Beyond profitability, the company’s asset base expanded strongly. Assets Under Management crossed the N4tn mark in 2025, rising from about N3tn in 2024. This milestone further cements its position as one of Nigeria’s largest pension fund administrators, reflecting both organic growth and benefits from the merger integration.
At the Annual General Meeting held in Lagos, shareholders responded positively to the performance, approving a dividend payout of N2 per share—an outcome that signals confidence in the company’s earnings stability and future prospects.
Speaking at the meeting, the Acting Managing Director and Chief Executive Officer, Abimbola Sulaiman, described the period as a defining phase in the organisation’s evolution.
“If you recall, FY2025 was our first full year post-merger. In 2024, ARM Pensions was part of the business for only about five months, so 2025 marked the first full year of consolidation,” Sulaiman said.
She explained that the company is already benefiting from early-stage synergies, particularly in cost efficiency and customer growth, while also strengthening its market positioning.
“The business is strong, the brand is strong, and we recorded gains in customer acquisition and assets under management. We are seeing strong double-digit growth, not only in line with the industry but ahead of it, largely because of the value capture achieved from the merger,” she added.
Sulaiman further noted that mergers of this scale typically require time before delivering full benefits, suggesting that the current performance may only represent the early phase of a longer growth cycle.

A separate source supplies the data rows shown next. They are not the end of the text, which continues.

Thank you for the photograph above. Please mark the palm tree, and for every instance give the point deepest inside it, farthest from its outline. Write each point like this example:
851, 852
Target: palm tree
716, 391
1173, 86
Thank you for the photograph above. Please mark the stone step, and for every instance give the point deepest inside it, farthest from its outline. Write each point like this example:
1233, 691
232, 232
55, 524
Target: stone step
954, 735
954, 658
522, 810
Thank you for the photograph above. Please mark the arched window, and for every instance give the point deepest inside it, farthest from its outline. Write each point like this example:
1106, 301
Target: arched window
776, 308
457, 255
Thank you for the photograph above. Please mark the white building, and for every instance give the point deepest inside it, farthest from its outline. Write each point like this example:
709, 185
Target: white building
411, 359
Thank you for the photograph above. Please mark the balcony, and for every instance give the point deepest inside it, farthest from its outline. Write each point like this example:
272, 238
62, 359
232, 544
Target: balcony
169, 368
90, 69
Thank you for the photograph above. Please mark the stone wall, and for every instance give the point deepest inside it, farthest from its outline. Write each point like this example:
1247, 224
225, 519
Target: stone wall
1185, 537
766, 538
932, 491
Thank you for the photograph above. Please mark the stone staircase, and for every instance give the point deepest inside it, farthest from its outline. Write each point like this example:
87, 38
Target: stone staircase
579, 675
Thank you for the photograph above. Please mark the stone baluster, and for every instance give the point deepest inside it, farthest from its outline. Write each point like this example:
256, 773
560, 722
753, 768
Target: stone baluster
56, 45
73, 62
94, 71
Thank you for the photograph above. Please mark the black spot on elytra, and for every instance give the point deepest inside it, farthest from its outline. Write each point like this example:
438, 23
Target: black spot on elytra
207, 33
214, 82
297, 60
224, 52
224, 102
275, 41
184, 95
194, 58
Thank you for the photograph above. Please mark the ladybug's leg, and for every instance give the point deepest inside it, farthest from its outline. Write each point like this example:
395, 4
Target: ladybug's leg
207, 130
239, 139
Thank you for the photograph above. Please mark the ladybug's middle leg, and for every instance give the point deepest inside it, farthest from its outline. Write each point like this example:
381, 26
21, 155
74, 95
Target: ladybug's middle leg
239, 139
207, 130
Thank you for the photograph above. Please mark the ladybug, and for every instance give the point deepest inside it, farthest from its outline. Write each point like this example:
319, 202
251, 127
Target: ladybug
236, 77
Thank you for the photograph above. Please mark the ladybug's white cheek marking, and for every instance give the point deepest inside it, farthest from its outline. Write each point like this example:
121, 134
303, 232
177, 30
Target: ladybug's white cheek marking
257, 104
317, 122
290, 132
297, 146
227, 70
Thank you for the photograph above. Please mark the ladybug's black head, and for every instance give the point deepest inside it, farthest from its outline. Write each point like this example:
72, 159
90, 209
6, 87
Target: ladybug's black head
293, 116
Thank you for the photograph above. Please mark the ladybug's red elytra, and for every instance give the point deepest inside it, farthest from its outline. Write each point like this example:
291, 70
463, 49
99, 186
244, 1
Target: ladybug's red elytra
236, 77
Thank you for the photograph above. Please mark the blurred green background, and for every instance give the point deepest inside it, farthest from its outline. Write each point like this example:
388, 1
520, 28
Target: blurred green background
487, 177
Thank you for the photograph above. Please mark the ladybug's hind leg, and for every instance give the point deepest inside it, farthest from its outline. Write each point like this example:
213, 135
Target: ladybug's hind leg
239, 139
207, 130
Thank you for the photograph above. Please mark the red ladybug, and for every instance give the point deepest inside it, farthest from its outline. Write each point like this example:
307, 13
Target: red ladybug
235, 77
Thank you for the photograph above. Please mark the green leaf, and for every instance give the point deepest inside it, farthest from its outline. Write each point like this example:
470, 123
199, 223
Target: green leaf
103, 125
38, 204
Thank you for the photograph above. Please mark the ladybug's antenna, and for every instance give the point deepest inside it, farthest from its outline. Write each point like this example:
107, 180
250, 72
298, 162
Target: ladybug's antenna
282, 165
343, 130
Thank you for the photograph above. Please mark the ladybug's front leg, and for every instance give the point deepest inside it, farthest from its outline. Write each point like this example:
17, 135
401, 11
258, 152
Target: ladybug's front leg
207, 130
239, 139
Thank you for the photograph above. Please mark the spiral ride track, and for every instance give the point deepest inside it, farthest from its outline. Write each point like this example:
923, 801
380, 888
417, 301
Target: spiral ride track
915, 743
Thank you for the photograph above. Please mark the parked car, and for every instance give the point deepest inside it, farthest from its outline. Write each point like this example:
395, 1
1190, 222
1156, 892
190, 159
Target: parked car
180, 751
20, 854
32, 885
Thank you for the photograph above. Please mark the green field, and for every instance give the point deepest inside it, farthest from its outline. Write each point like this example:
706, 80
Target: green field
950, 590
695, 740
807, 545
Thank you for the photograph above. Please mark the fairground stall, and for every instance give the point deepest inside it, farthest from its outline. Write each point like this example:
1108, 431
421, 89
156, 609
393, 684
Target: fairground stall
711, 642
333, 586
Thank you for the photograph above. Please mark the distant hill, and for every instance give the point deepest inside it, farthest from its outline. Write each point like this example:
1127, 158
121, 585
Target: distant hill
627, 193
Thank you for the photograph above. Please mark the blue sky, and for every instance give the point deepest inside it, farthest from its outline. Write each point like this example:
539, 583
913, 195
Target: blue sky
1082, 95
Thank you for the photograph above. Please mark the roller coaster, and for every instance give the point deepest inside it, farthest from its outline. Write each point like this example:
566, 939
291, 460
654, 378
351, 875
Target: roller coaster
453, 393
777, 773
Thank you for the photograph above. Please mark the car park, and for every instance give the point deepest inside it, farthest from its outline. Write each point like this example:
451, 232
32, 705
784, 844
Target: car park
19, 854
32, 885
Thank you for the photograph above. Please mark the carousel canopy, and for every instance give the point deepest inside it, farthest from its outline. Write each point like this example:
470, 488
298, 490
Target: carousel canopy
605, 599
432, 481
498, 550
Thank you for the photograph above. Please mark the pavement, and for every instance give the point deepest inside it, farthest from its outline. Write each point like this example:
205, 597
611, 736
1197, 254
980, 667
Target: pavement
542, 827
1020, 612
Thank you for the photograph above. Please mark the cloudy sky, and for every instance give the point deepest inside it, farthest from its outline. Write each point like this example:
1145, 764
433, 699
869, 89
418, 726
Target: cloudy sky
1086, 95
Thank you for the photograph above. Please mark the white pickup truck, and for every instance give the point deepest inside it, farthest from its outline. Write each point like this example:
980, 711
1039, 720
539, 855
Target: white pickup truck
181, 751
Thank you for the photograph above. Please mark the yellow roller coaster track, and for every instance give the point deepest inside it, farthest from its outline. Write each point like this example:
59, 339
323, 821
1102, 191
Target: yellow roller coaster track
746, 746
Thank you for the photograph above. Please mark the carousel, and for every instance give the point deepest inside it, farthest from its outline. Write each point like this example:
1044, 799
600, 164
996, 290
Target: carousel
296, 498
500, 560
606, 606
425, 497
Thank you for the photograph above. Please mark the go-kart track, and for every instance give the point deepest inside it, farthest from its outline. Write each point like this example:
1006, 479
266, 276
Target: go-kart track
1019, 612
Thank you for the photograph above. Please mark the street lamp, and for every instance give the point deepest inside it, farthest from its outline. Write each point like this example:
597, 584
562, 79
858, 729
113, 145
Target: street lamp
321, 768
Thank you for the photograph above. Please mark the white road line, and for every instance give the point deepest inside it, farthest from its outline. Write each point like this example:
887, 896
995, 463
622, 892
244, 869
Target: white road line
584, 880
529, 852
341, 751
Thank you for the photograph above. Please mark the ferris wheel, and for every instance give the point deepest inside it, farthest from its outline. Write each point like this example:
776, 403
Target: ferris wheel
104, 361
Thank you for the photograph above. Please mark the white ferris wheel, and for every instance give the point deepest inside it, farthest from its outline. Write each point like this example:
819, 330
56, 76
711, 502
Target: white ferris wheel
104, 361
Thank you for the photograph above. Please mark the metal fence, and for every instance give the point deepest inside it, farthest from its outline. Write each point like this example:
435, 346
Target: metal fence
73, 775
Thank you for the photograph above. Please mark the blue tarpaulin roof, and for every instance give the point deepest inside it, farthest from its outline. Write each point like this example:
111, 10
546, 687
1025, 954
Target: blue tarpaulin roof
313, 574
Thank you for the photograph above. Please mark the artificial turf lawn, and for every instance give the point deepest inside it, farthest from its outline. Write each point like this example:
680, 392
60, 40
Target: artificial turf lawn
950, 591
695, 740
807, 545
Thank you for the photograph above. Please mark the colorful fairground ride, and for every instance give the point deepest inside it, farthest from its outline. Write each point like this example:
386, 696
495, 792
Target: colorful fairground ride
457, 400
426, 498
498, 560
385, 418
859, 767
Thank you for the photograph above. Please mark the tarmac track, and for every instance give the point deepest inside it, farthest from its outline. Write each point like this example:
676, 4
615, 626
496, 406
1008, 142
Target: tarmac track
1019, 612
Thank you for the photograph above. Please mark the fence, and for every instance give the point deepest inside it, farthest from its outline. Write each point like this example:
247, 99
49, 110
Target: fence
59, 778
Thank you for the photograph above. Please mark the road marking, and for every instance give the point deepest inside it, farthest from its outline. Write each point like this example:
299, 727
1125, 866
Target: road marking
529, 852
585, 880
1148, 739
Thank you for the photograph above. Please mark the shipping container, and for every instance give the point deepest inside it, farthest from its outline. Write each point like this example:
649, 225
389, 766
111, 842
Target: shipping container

“Mergers and acquisitions typically take between one and three years before full integration benefits are realised. We are therefore optimistic about the growth trajectory ahead,” she stated.
On regulatory capital requirements, she expressed confidence in the firm’s internal capacity to comply without seeking external funding or diluting shareholder value.
“The fact that we are able to pay dividends while still working towards meeting the new minimum capital requirement demonstrates our confidence. We will meet the requirement before the deadline and will not require any external capital injection to do so,” she said.
Investors at the meeting largely welcomed the results and management’s outlook. One shareholder, Obinna Anyanwu, described the dividend decision and financial performance as encouraging for the investment community.
“We are beginning to reap the benefits of the merger with ARM Pensions. Based on the performance presented today, we are optimistic that the company will continue to build on and consolidate these gains,” Anyanwu said.
He also highlighted growing investor confidence in the leadership team, adding, “The quality of leadership within the organisation gives us confidence. We believe the company will perform even better in the years ahead.”
With integration gains still unfolding and assets expanding beyond the N4tn threshold, the company appears positioned to sustain its growth momentum as Nigeria’s pension industry continues to evolve under tighter capital and governance expectations.